In the event that the blood supply to the patient’s Indiana Pouch could not be preserved, the transplant team planned to create an ileal conduit from a segment of the donor bowel. Unlike the Indiana Pouch, an ileal conduit is not continent and requires an external collection pouch.

The isolated intestinal transplant took place over 10.5 hours and involved six transplant and colorectal surgeons.

The procedure began with extensive lysis of abdominal adhesions so the surgeons could visualize the Indiana Pouch and its ureters and preserve the pouch’s vascular pedicle. The patient’s gastrostomy and loop ileostomy were taken down.

The surgeons then removed the patient’s diseased native small bowel and colon, resecting close to the intestine’s antimesenteric border to help preserve any collateral blood vessels supplying the Indiana Pouch.

To prepare for the vascular connections to the intestinal allograft, transplant surgeon Mohammed Osman, MD, dissected areas on the patient’s infrarenal aorta and inferior vena cava (IVC). He also constructed an arterial jump graft using a segment of donor iliac artery.

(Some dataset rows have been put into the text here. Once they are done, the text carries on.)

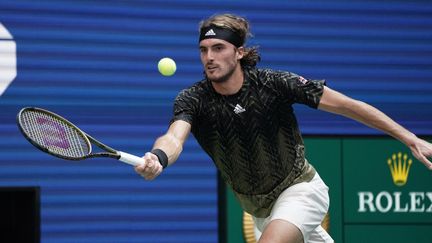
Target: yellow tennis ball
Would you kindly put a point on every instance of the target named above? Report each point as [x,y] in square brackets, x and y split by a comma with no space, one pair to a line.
[167,66]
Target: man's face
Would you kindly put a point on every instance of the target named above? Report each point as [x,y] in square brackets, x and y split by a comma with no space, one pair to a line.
[219,58]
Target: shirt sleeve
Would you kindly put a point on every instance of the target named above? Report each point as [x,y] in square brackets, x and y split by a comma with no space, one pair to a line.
[297,89]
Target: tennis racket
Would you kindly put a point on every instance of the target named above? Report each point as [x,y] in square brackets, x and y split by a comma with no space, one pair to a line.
[57,136]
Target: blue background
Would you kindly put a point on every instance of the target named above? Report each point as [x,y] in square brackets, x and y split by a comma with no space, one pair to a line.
[95,63]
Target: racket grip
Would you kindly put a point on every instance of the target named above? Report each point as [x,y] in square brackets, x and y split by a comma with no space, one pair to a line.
[130,159]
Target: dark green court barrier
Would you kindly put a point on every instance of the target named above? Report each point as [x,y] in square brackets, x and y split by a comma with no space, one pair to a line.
[379,192]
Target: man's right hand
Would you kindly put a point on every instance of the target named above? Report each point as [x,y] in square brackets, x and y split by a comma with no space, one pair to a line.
[151,167]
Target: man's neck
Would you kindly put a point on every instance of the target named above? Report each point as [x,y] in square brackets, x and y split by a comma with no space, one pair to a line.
[232,85]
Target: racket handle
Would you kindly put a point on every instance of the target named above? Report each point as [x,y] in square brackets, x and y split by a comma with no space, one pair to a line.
[130,159]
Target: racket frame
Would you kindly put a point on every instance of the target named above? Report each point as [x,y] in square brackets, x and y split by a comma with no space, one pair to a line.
[110,152]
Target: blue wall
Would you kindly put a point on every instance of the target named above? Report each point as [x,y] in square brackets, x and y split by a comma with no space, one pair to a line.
[94,62]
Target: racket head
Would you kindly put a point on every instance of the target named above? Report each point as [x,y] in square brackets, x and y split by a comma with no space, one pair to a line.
[53,134]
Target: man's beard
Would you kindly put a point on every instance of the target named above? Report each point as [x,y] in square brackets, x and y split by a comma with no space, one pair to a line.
[223,78]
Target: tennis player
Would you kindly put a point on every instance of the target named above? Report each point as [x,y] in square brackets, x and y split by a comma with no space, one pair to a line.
[243,118]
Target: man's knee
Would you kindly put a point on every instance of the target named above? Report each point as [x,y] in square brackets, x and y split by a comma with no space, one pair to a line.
[281,231]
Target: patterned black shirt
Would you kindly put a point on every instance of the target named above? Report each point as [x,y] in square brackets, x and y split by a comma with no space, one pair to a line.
[253,135]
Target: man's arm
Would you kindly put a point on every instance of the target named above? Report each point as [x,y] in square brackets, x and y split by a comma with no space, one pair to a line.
[335,102]
[171,143]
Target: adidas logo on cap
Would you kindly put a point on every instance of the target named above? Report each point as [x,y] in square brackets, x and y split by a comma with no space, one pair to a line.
[210,32]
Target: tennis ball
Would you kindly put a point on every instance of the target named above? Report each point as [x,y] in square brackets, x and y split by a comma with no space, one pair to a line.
[167,66]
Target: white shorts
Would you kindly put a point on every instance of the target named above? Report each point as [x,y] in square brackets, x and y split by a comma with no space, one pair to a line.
[305,205]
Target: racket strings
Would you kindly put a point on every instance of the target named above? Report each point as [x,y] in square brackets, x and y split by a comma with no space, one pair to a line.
[55,135]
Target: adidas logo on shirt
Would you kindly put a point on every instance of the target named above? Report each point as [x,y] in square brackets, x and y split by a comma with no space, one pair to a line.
[238,109]
[210,32]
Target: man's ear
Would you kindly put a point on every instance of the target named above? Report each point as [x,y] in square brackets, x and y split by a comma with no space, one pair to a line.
[240,52]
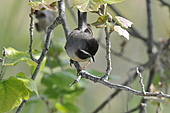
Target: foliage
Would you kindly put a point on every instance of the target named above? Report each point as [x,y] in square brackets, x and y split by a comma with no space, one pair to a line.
[56,76]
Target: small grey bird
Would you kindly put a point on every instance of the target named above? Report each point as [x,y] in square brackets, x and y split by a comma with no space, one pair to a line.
[81,45]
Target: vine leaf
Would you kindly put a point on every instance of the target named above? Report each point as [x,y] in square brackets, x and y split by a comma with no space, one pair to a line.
[17,56]
[112,1]
[28,82]
[87,5]
[12,93]
[45,5]
[101,22]
[123,22]
[121,31]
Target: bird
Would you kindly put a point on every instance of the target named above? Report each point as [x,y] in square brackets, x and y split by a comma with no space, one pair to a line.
[81,46]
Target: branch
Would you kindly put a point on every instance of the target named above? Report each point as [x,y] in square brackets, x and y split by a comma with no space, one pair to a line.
[119,55]
[62,15]
[141,81]
[150,25]
[116,92]
[165,3]
[108,56]
[31,35]
[2,62]
[85,74]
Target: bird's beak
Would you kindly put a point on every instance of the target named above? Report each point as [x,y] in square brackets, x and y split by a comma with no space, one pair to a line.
[93,58]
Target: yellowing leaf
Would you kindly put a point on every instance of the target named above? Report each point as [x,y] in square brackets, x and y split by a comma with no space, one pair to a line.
[101,21]
[111,1]
[12,93]
[121,31]
[124,22]
[87,5]
[46,5]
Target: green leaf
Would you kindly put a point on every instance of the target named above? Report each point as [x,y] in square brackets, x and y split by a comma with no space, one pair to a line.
[101,21]
[45,5]
[12,93]
[62,79]
[67,108]
[28,82]
[121,32]
[87,5]
[123,22]
[111,1]
[17,56]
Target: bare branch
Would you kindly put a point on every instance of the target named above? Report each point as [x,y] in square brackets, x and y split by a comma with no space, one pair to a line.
[62,15]
[150,25]
[116,92]
[95,79]
[165,3]
[108,55]
[31,35]
[141,81]
[2,60]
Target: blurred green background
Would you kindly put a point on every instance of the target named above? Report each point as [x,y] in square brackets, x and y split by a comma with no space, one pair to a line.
[14,32]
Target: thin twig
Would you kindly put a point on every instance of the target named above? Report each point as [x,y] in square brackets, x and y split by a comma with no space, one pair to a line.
[3,63]
[119,55]
[71,11]
[165,3]
[62,15]
[95,79]
[108,54]
[47,104]
[116,92]
[31,35]
[150,25]
[141,81]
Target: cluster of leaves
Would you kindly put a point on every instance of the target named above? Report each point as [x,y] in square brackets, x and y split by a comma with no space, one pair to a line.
[102,22]
[58,81]
[17,88]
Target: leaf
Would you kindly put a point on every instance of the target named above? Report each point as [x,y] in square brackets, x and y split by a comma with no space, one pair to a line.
[17,56]
[87,5]
[101,21]
[123,22]
[62,79]
[28,82]
[121,31]
[111,1]
[46,5]
[67,108]
[12,93]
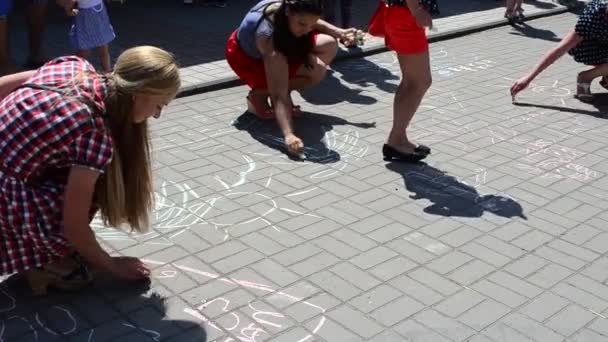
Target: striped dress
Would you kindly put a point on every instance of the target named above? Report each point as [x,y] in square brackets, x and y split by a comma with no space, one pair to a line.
[91,28]
[43,133]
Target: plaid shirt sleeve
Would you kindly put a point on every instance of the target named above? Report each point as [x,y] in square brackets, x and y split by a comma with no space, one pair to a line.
[92,150]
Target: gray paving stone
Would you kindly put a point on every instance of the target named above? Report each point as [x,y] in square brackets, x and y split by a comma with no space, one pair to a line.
[460,236]
[563,259]
[485,254]
[314,264]
[335,247]
[396,311]
[416,290]
[355,276]
[500,247]
[332,331]
[449,262]
[570,320]
[503,333]
[600,326]
[596,270]
[373,257]
[598,243]
[471,272]
[375,298]
[500,293]
[414,331]
[275,272]
[576,251]
[446,326]
[580,297]
[435,281]
[532,329]
[545,306]
[484,314]
[515,284]
[589,285]
[588,335]
[460,302]
[532,240]
[239,260]
[392,268]
[356,320]
[335,285]
[549,276]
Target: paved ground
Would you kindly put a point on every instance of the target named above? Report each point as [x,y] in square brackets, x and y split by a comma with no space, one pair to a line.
[203,31]
[499,238]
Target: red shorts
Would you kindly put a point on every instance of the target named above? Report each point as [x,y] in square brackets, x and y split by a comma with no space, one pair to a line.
[251,70]
[399,28]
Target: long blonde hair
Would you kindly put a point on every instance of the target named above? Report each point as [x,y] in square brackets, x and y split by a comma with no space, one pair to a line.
[125,192]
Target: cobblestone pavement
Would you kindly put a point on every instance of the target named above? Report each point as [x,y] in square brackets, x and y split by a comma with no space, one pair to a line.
[500,237]
[197,35]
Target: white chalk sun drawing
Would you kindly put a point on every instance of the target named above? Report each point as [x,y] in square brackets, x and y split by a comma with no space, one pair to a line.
[336,151]
[173,217]
[553,91]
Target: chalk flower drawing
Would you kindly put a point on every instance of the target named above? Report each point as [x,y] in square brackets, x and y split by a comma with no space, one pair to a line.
[247,324]
[172,217]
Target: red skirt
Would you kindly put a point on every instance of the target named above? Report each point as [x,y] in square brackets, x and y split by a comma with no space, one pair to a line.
[399,28]
[251,70]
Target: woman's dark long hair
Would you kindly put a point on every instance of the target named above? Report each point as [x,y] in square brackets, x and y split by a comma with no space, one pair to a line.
[296,49]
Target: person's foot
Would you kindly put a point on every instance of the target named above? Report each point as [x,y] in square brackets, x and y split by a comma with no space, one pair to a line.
[405,153]
[68,274]
[583,88]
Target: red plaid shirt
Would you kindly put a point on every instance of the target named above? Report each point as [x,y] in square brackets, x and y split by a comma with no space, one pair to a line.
[51,123]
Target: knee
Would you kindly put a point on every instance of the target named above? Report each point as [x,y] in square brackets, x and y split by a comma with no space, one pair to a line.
[418,85]
[318,73]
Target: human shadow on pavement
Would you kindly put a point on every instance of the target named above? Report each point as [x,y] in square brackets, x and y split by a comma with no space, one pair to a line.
[365,73]
[525,30]
[107,310]
[332,91]
[310,127]
[451,197]
[599,101]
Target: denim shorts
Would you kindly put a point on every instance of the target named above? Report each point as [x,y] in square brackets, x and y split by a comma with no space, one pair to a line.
[5,7]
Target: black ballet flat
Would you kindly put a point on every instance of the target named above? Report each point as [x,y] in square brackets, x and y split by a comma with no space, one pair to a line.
[391,153]
[423,149]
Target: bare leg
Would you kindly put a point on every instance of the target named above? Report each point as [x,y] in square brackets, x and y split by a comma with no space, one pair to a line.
[104,55]
[510,7]
[416,81]
[588,76]
[83,53]
[36,22]
[346,12]
[6,67]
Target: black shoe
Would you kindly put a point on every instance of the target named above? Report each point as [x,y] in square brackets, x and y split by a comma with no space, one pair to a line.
[391,153]
[423,149]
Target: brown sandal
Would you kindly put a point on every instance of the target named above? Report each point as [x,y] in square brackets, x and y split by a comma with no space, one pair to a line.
[67,274]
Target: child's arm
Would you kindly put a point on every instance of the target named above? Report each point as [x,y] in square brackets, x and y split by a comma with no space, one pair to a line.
[570,41]
[69,6]
[9,83]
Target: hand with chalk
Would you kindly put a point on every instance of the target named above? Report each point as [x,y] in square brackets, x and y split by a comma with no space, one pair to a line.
[520,85]
[295,146]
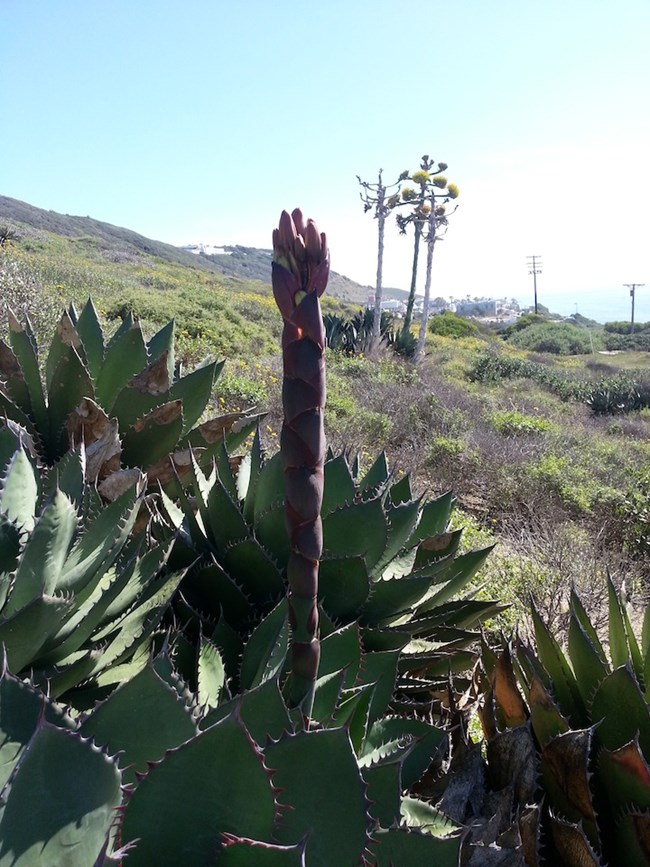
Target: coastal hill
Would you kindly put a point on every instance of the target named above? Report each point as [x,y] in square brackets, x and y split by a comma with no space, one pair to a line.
[117,244]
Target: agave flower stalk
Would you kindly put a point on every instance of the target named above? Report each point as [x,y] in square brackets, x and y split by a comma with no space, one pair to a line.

Working with the allograft, transplant surgeon Masato Fujiki, MD, identified the superior mesenteric vein (SMV) and superior mesenteric artery (SMA). He ligated and cut the small vessels in the root of the mesentery to lengthen the vessels. He identified and ligated the splenic extension from the SMV.

The intestinal allograft was positioned in the recipient’s abdomen and the donor SMV was anastomosed to the native IVC in an end-to-side fashion. The donor SMA was anastomosed to the previously constructed arterial jump graft from the native infrarenal aorta.

Clamps were released and reperfusion was uneventful. The allograft perfused well throughout its length.

Dr. Lightner then constructed a gastro-jejunostomy to connect the native stomach to the allograft. She anastomosed the remnant limb of the native biliary-pancreatic complex to the transplant jejunum approximately 35 centimeters away from the gastro-jejunostomy to avoid reflux of bile into the efferent limb.

The surgical team had considered connecting the allograft to the native rectum but elected not to proceed, based on the appearance of the pelvic floor and presurgical results of rectal manometry.

A terminal ileostomy was brought out of the previous loop ileostomy site. A parastomal hernia in the loop ileostomy site was dissected out and repaired. An end ileostomy was fashioned and matured. The patient’s anterior abdominal wall was reconstructed using biologic mesh sutured to the rectus sheath and the abdominal incision was closed.

After an uneventful recovery and discharge several weeks following the transplant, the patient has resumed a regular diet. “She is exploring new foods,” Dr. Vaidya says. “The joy that she’s gotten back into her life is spectacular to see.”